Hoe snel moet je naaien als je gaat quilten uit de vrije hand?

Voordat ik meer vertel over hoe snel je moet naaien als je gaat quilten uit de vrije hand, eerst even snel een uitleg over wat quilten uit de vrije hand eigenlijk is. Voor degenen die dit lezen en nog geen quilts gemaakt hebben. Je maakt je quilt altijd van drie lagen: De bovenkant (vaak patchwork), tussenvulling en onderkantstof. Die drie lagen ga je op elkaar naaien zodat ze blijven zitten. Als je het ondertransport uitzet, kun je zelf alle kanten op bewegen en de mooiste patronen maken. Dat noemen we quilten uit de vrije hand.


Regelmatig krijg ik vragen over hoe snel je nou moet naaien. Het antwoord? Dat verschilt.
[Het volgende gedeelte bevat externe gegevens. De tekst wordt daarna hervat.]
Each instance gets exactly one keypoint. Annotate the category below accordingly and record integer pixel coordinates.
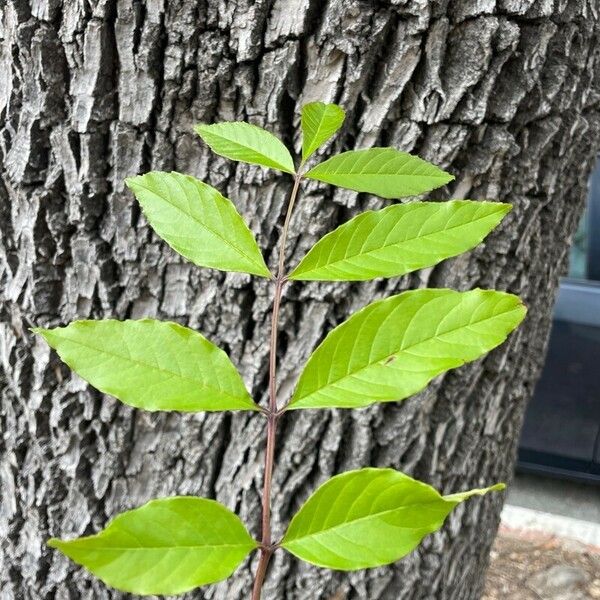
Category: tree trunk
(504, 94)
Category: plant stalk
(267, 548)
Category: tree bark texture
(503, 93)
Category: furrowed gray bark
(503, 93)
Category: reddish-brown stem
(267, 548)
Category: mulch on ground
(534, 566)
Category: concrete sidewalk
(548, 547)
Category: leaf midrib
(275, 163)
(159, 369)
(353, 373)
(365, 518)
(204, 226)
(367, 253)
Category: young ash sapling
(385, 352)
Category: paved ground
(535, 566)
(549, 545)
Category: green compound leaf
(319, 122)
(168, 546)
(246, 143)
(393, 348)
(198, 222)
(385, 172)
(150, 364)
(399, 239)
(368, 518)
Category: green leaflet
(399, 239)
(385, 172)
(367, 518)
(247, 143)
(150, 364)
(319, 122)
(393, 348)
(168, 546)
(198, 222)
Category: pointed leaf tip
(366, 518)
(153, 365)
(462, 496)
(168, 546)
(393, 348)
(319, 123)
(399, 239)
(198, 222)
(247, 143)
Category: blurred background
(549, 542)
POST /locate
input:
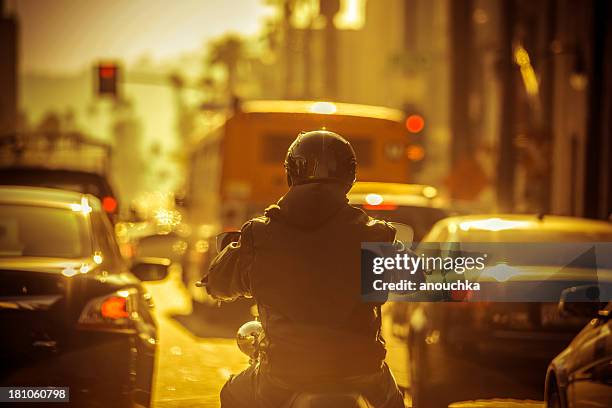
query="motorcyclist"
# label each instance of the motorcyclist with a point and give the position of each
(301, 263)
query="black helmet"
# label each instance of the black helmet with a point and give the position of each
(320, 156)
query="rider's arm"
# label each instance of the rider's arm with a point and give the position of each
(228, 276)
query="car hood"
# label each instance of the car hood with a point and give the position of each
(66, 266)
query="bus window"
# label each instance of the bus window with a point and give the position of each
(363, 151)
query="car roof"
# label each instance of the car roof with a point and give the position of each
(367, 187)
(321, 107)
(54, 170)
(45, 197)
(417, 195)
(498, 222)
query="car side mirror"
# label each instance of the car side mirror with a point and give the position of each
(150, 269)
(403, 233)
(581, 301)
(226, 238)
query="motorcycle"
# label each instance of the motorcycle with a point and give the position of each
(251, 341)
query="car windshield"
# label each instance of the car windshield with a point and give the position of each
(43, 232)
(80, 183)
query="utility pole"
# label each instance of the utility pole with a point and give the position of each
(8, 73)
(597, 175)
(461, 50)
(329, 8)
(507, 151)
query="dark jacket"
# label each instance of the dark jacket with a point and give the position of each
(301, 263)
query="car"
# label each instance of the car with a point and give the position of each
(581, 375)
(72, 312)
(416, 205)
(84, 182)
(199, 249)
(476, 350)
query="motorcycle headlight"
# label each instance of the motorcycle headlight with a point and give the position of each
(113, 312)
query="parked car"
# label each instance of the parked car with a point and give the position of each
(581, 375)
(71, 311)
(73, 180)
(416, 205)
(471, 350)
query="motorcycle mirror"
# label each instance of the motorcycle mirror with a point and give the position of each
(403, 233)
(226, 238)
(248, 337)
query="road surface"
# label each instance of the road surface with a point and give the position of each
(197, 356)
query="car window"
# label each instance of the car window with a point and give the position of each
(43, 232)
(105, 237)
(533, 235)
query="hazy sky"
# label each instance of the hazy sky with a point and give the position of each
(67, 35)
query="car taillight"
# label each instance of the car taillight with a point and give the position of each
(114, 307)
(109, 204)
(114, 312)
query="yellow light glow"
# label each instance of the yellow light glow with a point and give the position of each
(326, 108)
(374, 199)
(530, 80)
(430, 192)
(502, 272)
(69, 271)
(492, 224)
(351, 15)
(98, 258)
(123, 293)
(167, 217)
(83, 207)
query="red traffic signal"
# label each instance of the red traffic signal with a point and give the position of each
(108, 79)
(415, 123)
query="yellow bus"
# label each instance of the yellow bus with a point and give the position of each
(236, 170)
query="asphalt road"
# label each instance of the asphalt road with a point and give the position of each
(197, 355)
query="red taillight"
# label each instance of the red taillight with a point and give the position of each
(381, 207)
(461, 295)
(114, 308)
(109, 204)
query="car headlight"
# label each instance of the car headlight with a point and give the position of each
(113, 312)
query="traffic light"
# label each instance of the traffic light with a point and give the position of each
(415, 151)
(108, 79)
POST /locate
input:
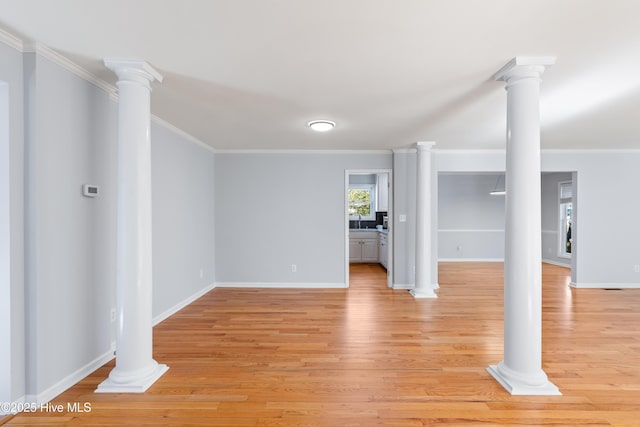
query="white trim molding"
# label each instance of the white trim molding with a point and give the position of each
(70, 380)
(182, 304)
(403, 286)
(67, 64)
(605, 285)
(11, 40)
(301, 151)
(281, 285)
(559, 264)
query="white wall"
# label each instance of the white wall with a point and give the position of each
(605, 251)
(12, 360)
(70, 136)
(404, 204)
(5, 248)
(550, 219)
(71, 139)
(607, 236)
(470, 220)
(278, 209)
(183, 220)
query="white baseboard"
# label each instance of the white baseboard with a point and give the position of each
(559, 264)
(16, 404)
(281, 285)
(605, 285)
(70, 380)
(182, 304)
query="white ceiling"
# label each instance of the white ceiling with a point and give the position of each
(249, 74)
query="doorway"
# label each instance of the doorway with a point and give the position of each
(368, 202)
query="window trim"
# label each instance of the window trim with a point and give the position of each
(562, 253)
(372, 201)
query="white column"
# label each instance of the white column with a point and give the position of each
(521, 370)
(135, 369)
(423, 287)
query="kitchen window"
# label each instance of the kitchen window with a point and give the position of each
(362, 202)
(566, 219)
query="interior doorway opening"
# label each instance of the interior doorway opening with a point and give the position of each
(368, 198)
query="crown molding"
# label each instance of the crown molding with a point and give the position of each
(301, 151)
(67, 64)
(591, 151)
(469, 151)
(405, 151)
(11, 40)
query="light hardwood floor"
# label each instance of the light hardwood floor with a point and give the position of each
(371, 356)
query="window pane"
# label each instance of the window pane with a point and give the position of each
(359, 202)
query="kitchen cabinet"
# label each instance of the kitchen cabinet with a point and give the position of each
(363, 246)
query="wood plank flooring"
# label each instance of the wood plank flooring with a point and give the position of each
(371, 356)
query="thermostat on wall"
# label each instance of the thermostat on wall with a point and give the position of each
(89, 190)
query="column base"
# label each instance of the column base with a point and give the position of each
(423, 293)
(516, 386)
(132, 383)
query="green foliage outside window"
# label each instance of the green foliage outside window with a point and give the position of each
(359, 202)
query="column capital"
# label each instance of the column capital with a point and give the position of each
(424, 145)
(134, 70)
(524, 67)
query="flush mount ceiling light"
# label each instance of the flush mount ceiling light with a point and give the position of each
(321, 125)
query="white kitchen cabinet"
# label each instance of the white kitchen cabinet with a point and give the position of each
(363, 246)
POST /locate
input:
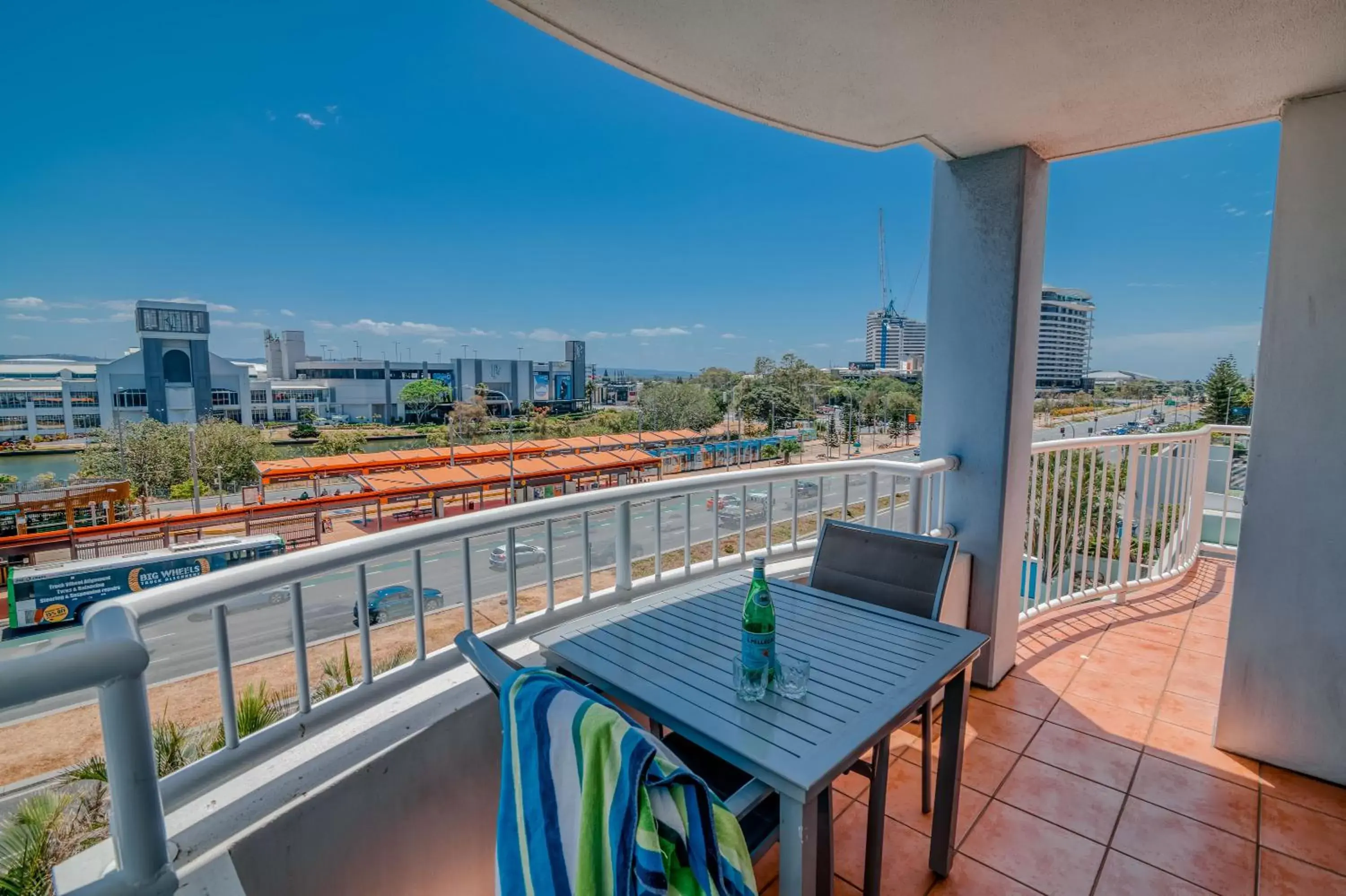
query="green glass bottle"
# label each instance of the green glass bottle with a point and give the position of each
(758, 644)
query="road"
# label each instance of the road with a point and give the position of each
(186, 645)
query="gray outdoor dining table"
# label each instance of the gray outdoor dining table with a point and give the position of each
(672, 657)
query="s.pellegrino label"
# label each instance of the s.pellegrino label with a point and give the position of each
(758, 637)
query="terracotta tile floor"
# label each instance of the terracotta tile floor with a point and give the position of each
(1091, 771)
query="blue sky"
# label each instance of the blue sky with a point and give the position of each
(441, 174)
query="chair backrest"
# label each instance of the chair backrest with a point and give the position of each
(893, 570)
(489, 662)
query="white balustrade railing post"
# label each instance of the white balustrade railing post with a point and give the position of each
(743, 524)
(871, 497)
(916, 501)
(1197, 493)
(1128, 508)
(468, 584)
(367, 652)
(229, 712)
(297, 627)
(589, 557)
(622, 551)
(511, 575)
(659, 540)
(139, 835)
(687, 535)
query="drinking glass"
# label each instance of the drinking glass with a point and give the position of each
(792, 676)
(749, 684)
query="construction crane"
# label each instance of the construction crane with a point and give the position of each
(885, 291)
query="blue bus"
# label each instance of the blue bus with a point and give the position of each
(60, 594)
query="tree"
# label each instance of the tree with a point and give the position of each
(229, 450)
(671, 405)
(423, 396)
(1225, 391)
(338, 442)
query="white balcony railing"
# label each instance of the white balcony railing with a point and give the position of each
(784, 504)
(1115, 513)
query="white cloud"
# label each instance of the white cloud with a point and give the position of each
(542, 334)
(1177, 353)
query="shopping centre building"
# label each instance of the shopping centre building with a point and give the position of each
(174, 377)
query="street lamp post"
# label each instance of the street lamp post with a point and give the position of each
(509, 407)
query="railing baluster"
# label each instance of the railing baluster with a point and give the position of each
(1049, 552)
(1079, 477)
(229, 712)
(419, 602)
(1224, 497)
(297, 629)
(622, 549)
(1088, 529)
(795, 514)
(468, 584)
(367, 652)
(687, 535)
(659, 540)
(817, 528)
(715, 512)
(551, 568)
(871, 498)
(770, 516)
(589, 557)
(1128, 508)
(511, 576)
(743, 524)
(846, 497)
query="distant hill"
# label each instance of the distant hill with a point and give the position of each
(54, 356)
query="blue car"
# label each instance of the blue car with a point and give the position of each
(396, 600)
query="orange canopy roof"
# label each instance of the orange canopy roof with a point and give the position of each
(380, 462)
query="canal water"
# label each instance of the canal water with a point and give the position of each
(31, 465)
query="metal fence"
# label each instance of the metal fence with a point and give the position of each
(778, 509)
(1114, 513)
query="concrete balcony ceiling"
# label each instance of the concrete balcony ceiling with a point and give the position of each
(1064, 77)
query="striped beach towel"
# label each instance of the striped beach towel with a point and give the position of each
(591, 805)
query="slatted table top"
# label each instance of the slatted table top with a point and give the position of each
(672, 657)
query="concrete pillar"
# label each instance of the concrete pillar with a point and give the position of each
(1285, 665)
(986, 286)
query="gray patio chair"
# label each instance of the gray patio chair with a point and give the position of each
(893, 570)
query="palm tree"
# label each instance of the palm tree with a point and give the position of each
(33, 841)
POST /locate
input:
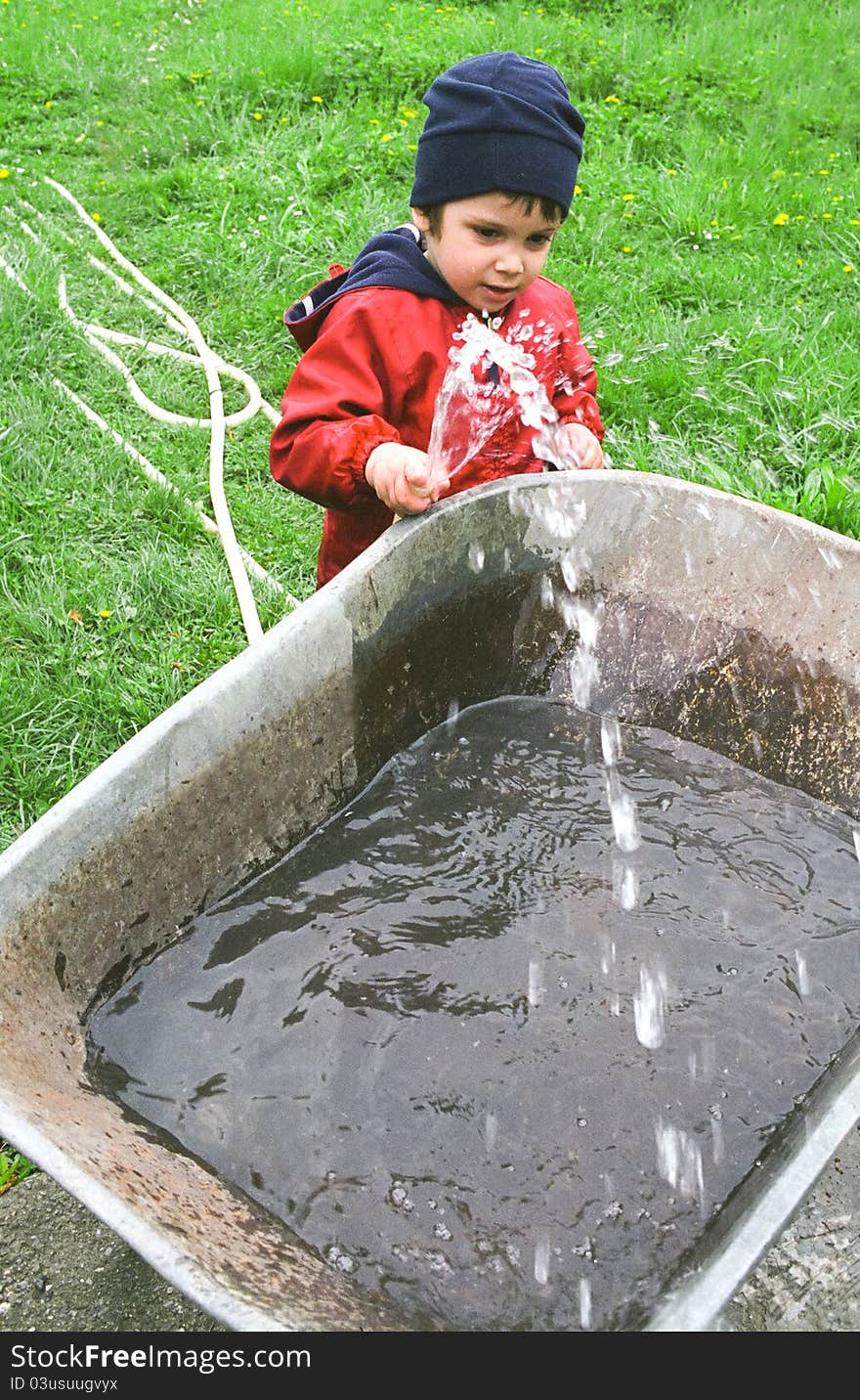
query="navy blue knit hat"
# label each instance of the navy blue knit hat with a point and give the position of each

Het ligt er namelijk aan wat voor patroon je aan het naaien bent. Als je aan het meanderen bent, kan het helpen om wat sneller te gaan om mooie bochtjes te krijgen. Als je te langzaam gaat krijg je eerder ongewenste puntjes in het patroon. Maar als je schelpen naait, waarbij je soms over dezelfde lijn terug moet, is het wel zo handig om wat langzamer te gaan om de lijn precies te kunnen volgen. Eén van de dingen die je juist moet leren als je leert quilten uit de vrije hand is wanneer je wat extra gas moet geven en wanneer juist niet. Als je dat leert, worden je steekjes vanzelf mooier en krijg je meer controle bij het naaien.


Het gaat altijd om het evenwicht tussen hoe snel je de naald op en neer laat bewegen (de naaisnelheid) en hoe snel je de stof beweegt. Als je de stof snel beweegt, moet de naald ook sneller en vice versa. Als je steekjes te groot worden moet je óf de naald sneller laten bewegen óf je moet de quilt langzamer bewegen. Als je steken te klein zijn moet je de quilt sneller bewegen of je de naald langzamer laten bewegen.